Fiumara d’arte, un parcours d’art contemporain en Sicile


Les œuvres monumentales commandées par le mécène messénien Antonio Presti sur les hauteurs de Castel de Tusa, entre Palerme et Messine, ont déferlé sur l’île comme un torrent.

Quand il hérite de la fortune amassée par son père dans le très rentable secteur des travaux publics, Antonio Presti décide de consacrer son immense pécule à créer de la beauté. Ce qu’il fera envers et contre tous, se battant pendant une vingtaine d’années contre les autorités locales qui dénoncent les « constructions illégales » que sont pour eux les sculptures qui composent l’émouvante Fiumara d’arte.

Ce parcours d’art a été semé d’embûches, mais les œuvres, certaines en cours de restauration, se dressent toujours fièrement face aux vents, comme autant de points d’énergie, et de points de vue, sur les paysages arides des monts Nebrodi.

La saga commence en 1982 quand Presti entend rendre hommage à son père récemment décédé en érigeant un monument à sa mémoire. Plutôt que d’opter pour une stèle privée, il choisit de demander à l’artiste sicilien Pietro Consagra de créer une sculpture à l’embouchure de la fiumara (torrent) de Tusa, et d’offrir cette œuvre d’art à la communauté.

Le premier jalon de ce qui allait devenir la Fiumara d’arte est donc inauguré en 1986. Cette éloquente sculpture de 18 mètres de hauteur est constituée de deux parties, l’une blanche, l’autre noire, représentant la dualité de la vie et de la mort, du bien et du mal, l’ensemble évoquant la continuité de l’Homme.

Parmi les sculptures les plus évocatrices, le labyrinthe d’Ariane, signé Italo Lanfredini, qui propose un voyage au bout de soi à 900 mètres d’altitude.

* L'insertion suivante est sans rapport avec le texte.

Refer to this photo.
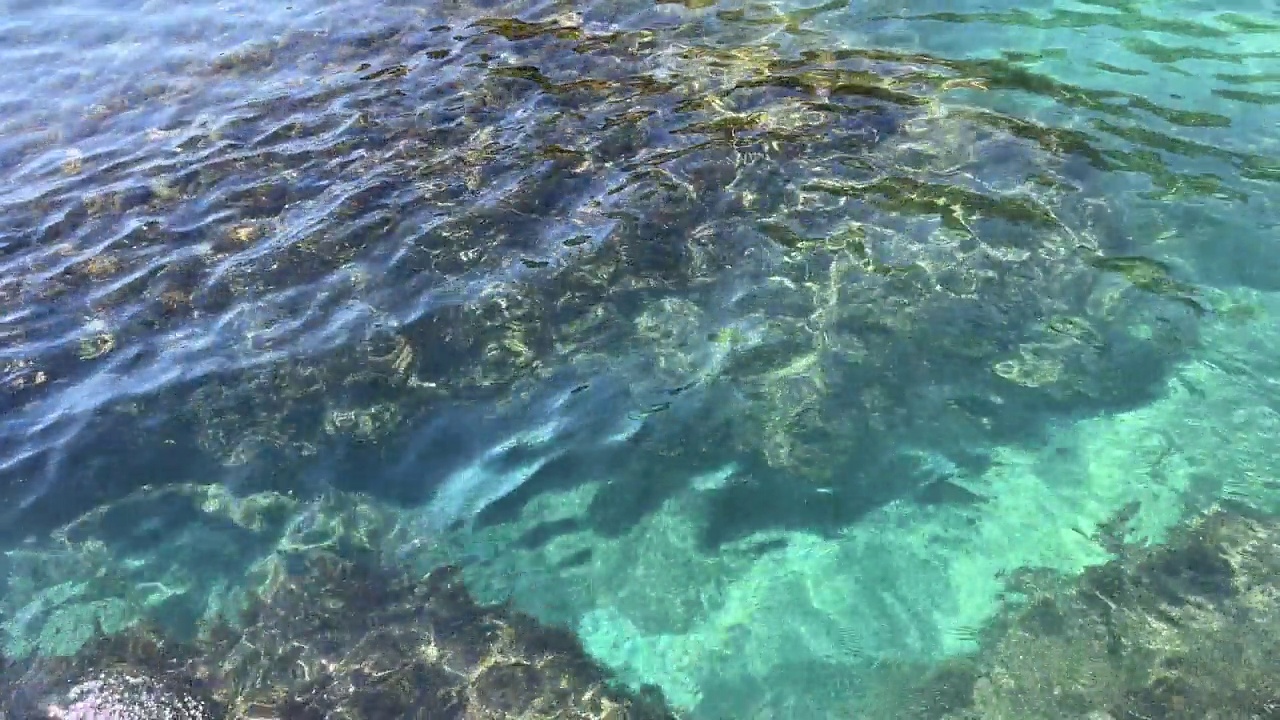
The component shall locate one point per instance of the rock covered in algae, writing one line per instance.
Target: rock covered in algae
(760, 182)
(1183, 630)
(329, 637)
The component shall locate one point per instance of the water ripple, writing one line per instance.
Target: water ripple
(227, 228)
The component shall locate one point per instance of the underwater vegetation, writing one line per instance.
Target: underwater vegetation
(1184, 629)
(333, 637)
(356, 283)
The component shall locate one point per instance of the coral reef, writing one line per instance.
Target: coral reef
(1185, 629)
(333, 637)
(813, 213)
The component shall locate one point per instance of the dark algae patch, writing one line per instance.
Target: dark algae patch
(334, 637)
(1183, 630)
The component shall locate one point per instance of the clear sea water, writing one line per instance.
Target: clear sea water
(757, 342)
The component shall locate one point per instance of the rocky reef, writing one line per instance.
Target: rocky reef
(330, 636)
(1179, 630)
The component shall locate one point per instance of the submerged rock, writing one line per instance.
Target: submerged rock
(328, 637)
(1183, 630)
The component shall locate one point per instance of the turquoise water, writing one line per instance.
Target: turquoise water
(786, 355)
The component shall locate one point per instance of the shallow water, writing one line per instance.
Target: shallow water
(758, 343)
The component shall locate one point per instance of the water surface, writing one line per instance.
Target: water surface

On y entre avec confiance, puis survient le doute.  À ne pas manquer, notamment la très belle fenêtre sur la mer de Tano Festa, et la pyramide de Mauro Staccioli, érigée sur le 38e parallèle.

Empreinte de symbolisme, la démarche de Presti témoigne également de la relation parfois tumultueuse des Siciliens avec la Mafia et des tracasseries imposées par les administrations corrompues qu’ils ont à subir. Ce n’est qu’au milieu des années 2000, au terme d’un véritable chemin de croix au pays de l’absurde, que le parcours culturel et touristique Fiumara d’Arte obtient finalement droit de cité. Le démantèlement appréhendé n’aura pas lieu.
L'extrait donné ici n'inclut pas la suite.